Synthesis of cyclotriphosphazene-containing imidazole as a thermally latent hardener for epoxy resins and its application in carbon fiber reinforced composites

In this study, a latent imidazole hardener (CPI) for epoxy resins was synthesized through the nucleophilic substitution reaction between 2-methyl imidazolium (2MI) and hexachlorocyclotriphosphazene (HCCP). The chemical structure of CPI was characterized by Fourier transform infrared, H-1 NMR, and P-31 NMR. Curing kinetic studies (Kissinger and Ozawa methods) manifest that epoxy systems cured by CPI show higher apparent activation energy and curing temperatures than those cured by 2MI. Compared with 2MI, CPI shows distinctly improved thermal latency toward epoxy groups at both room temperature and 80 degrees C, owing to the steric hindrance and electron-withdrawing effects of the introduced cyclotriphosphazene group.

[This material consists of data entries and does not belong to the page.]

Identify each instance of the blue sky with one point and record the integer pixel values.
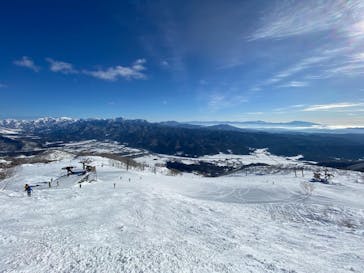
(183, 60)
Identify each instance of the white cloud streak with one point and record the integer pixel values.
(61, 67)
(326, 107)
(292, 18)
(28, 63)
(135, 71)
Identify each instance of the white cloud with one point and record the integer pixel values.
(325, 107)
(293, 84)
(218, 101)
(292, 18)
(135, 71)
(28, 63)
(61, 67)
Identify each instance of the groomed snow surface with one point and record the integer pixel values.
(157, 223)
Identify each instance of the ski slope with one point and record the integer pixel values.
(158, 223)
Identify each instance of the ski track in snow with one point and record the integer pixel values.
(158, 223)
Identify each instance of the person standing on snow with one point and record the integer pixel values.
(28, 189)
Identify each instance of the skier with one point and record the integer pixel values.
(28, 189)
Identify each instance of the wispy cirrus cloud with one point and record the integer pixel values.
(135, 71)
(294, 84)
(332, 106)
(61, 67)
(218, 101)
(292, 18)
(28, 63)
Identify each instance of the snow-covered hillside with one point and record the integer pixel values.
(147, 221)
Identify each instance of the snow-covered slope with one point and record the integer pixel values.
(158, 223)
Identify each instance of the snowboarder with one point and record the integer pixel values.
(28, 189)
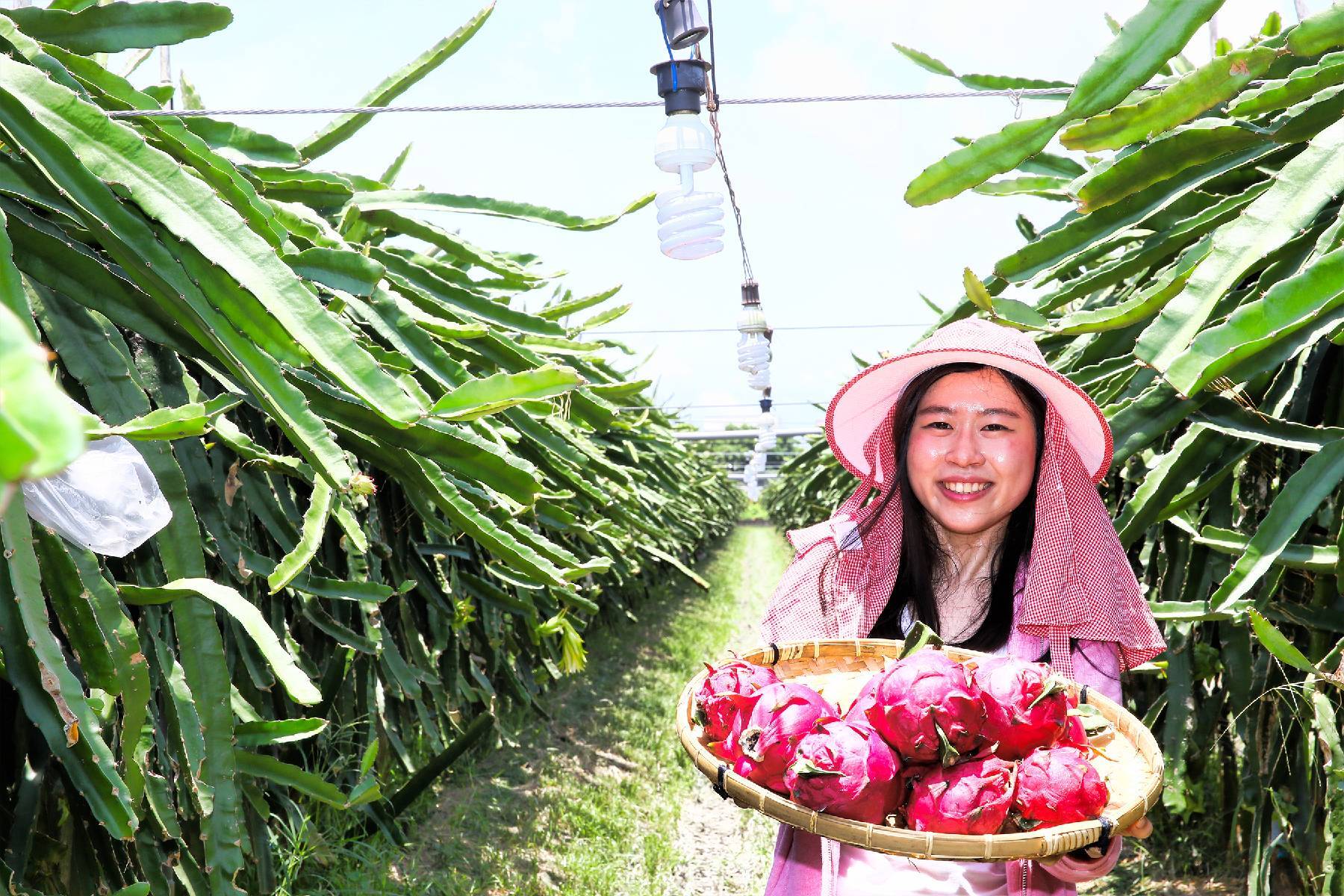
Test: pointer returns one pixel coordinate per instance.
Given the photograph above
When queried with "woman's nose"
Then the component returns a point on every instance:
(965, 448)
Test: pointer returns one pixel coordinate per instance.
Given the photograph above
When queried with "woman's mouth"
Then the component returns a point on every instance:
(964, 491)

The results of dynamic mechanical analysis (DMA) and three-point bending tests indicate that the epoxy resins cured by CPI exhibit higher glass transition temperatures and comparable flexural properties in comparison to the corresponding epoxy resins cured by 2MI. As expected, the epoxy resins cured by CPI also show improved flame retardancy ascribed to the introduction of phosphorus and nitrogen elements. Finally, the optimized CPI/epoxy system was used as the polymer matrix to fabricate carbon fiber reinforced composites (CFRCs), and the resulting CFRCs show superior mechanical performance compared with the CFRCs based on the 2MI/epoxy system.